Singkatnya, dalam merespon persoalan, kelompok ini dengan tegas akan menyalahkan suatu negara karena tidak kaffah menjalankan Syariat Islam. Berbagai perangkat negara modern seperti demokrasi pun akan diangkat menjadi penyebab mengapa ada permasalahan muncul. Tentu saja, bagi kelompok ini negara modern sudah pasti tidak sanggup menyelesaikan persoalan, karena jawaban dari setiap masalah ada pada Syariat Islam.

Sekilas, hal demikian sudah menjadi pemahaman dan dibenarkan secara umum oleh umat Islam. Sebab, legitimasi umat Islam terhadap Syariat Islam mencakup segala hal baik terkait kehidupan duniawi dan ukhrawi. Namun, di sisi lain, bagaimana mereka menempatkan akal pada pembacaan terhadap teks menjadi pembeda yang signifikan, termasuk bagaimana mereka akan memberikan responnya.

BACA JUGA  Pilpres 2024 dan Ketaatan Doktrinal yang Berbahaya, Lawan!

Tuntutan Akal

Tulisan ini, pertama, akan menunjukkan bagaimana pengandaian yang semata-mata pada Syariat Islam sebagaimana paradigma pemikiran ketiga ternyata tak cukup untuk memahami realitas masalah yang dihadapi oleh umat manusia ketika berhadapan dengan virus corona. Kedua, akan dilihat bahwa instrumen demokrasi justru membantu peranan pemerintah untuk menyelamatkan warga negara.

Pertama, tak ada umat Islam yang tak percaya bahwa segala yang ada dalam kehidupan manusia datangnya dari Sang Pencipta, maka diharapkan akan kembali kepada-Nya. Namun, sebagai tameng untuk melindungi umat manusia dari ekspansi virus corona, do’a ternyata tidak cukup mempan untuk melawan corona. Begitu pula dengan mekanisme perlindungan diri yang diajarkan oleh Nabi saw dengan cara lockdown wilayah agar menutup akses perpindahan virus tersebut dari satu tubuh ke tubuh lainnya masih akan menyisahkan persoalan.

Hal demikian menandakan bahwa dalam Islam, memang terdapat tuntunan ketika masyarakat menghadapi wabah penyakit. Namun, pertanyaannya ialah, bagaimana dengan nasib orang-orang yang telah terinfeksi virus corona?
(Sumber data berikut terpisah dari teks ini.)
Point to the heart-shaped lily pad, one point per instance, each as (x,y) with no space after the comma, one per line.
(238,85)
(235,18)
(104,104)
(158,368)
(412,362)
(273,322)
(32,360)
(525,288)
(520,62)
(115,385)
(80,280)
Bagaimana cara untuk menyembuhkannya bila lockdown dilakukan di wilayah yang memiliki kasus terjangkit?

Hal demikianlah yang mengharuskan perintah penggunaan akal (ilmu pengetahuan) dalam al-Qur’an tak bisa diabaikan begitu saja. Untuk mengobati virus corona, manusia membutuhkan sains, manusia perlu menemukan obat yang dapat menyembuhkan seseorang dari infeksi virus tersebut. Artinya, kerja-kerja kemanusiaan juga membutuhkan pengandaian akan hadirnya akal manusia dalam menghadapi berbagai persoalan duniawi. Di sinilah tradisi berpikir dituntut secara tidak langsung lewat hadirnya corona untuk menyelamatkan apa yang menjadi tujuan Syariat berupa hifdz nafs.
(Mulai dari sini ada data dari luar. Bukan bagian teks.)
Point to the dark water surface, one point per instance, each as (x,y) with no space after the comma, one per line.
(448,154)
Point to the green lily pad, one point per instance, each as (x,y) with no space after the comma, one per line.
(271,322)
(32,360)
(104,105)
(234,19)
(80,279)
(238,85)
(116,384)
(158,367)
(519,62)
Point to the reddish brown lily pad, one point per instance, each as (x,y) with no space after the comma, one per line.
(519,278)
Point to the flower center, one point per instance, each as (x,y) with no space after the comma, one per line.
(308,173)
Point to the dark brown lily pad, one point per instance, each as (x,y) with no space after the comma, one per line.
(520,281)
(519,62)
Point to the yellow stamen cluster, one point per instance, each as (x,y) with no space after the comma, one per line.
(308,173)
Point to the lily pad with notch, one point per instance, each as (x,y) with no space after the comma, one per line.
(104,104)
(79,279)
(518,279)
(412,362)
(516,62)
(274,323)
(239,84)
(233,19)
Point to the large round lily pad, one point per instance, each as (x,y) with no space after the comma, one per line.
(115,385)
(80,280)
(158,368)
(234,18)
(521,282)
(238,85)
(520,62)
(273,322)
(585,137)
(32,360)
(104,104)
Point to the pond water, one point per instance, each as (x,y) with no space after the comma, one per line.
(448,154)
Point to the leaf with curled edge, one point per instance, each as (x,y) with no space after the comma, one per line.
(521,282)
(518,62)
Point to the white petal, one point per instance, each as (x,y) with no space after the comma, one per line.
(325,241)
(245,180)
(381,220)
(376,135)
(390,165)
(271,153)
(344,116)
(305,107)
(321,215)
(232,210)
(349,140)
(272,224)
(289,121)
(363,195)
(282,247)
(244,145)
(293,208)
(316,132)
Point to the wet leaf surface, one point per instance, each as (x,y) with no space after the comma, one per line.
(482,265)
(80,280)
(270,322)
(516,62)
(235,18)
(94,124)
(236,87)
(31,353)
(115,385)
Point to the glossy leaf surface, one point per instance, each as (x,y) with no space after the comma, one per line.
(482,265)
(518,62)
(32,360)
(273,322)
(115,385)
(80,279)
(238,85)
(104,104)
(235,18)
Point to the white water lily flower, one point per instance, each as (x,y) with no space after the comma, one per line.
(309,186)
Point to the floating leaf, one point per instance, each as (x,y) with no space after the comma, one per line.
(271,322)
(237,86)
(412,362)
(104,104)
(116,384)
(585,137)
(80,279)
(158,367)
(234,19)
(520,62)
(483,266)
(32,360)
Kedua, persoalan corona tidak hanya menjadi persoala kesehatan, tapi juga menyangkut persoalan lainnya sebagaimana dituliskan di awal. Untuk menunjukkan bahwa demokrasi ternyata berguna dalam menghadapi dampak corona, akan digunakan contoh berupa ekonomi.

Hikmah Corona

Pada dasarnya, corona telah mengakibatkan pekerja lepas, khususnya kelompok ekonomi kelas bawah terancam dari sisi pendapatan. Artinya, ancaman bagi kelompok kelas yang merupakan mayoritas di Indonesia ini perlu di sampaikan informasinya hingga ke istana negara agar mereka mendapatkan perlindungan dari sisi ekonomi yang terancam runtuh. Sisi lain, corona telah membuat kita sadar dalam beragama agar kita berdoa dan berpikir demi menjaga kesehatan.
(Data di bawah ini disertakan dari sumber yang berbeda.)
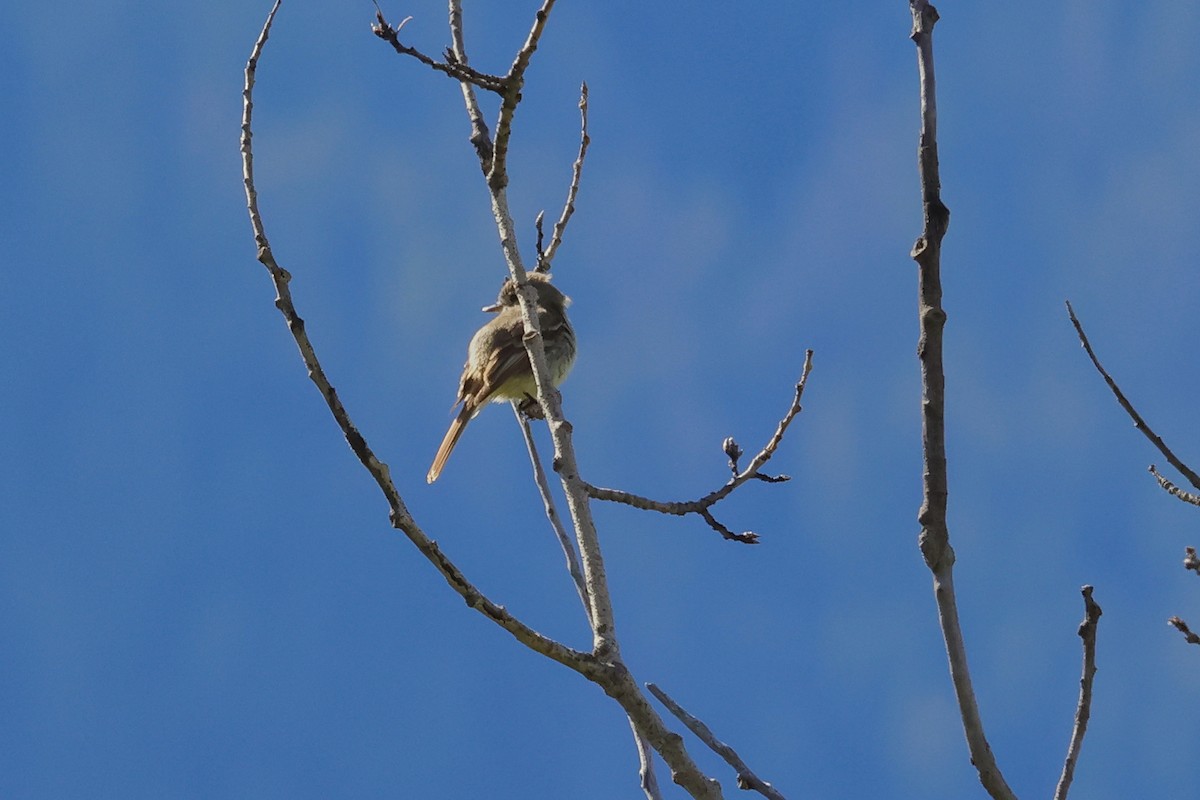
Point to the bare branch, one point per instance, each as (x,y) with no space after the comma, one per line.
(935,537)
(451,66)
(399,513)
(545,258)
(1140,423)
(1182,627)
(733,452)
(480,137)
(1084,708)
(646,764)
(747,779)
(514,82)
(1170,488)
(1191,560)
(564,540)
Realitas yang dihadapi oleh masyarakat, ternyata tersampaikan lewat kebijakan pemerintah yang menggratiskan biaya listrik, hadirnya bantuan sosial, dan sebagainya. Alat yang digunakan baik oleh pakar, tokoh, aktivis, maupun warga negara dalam menyampaikan realitas permasalah yang kompleks (salah satunya ekonomi) tiada lain adalah instrument demokrasi itu sendiri. Lalu, apa jadinya bila negara ini menutup akses demokrasi? Bagaimana realitas masalah yang kompleks dapat dikemukakan? Hal demikian menandakan bahwa demokrasi telah bekerja pada tataran hifdz mal.

Demikianlah ketika corona mempreteli paradigma pemikiran yang menindas tradisi berpikir dan hanya memperjuangkan pemberlakuan simbolis terhadap keyakinan agama dan secara bersamaan mengabaikan realitas permasalahan.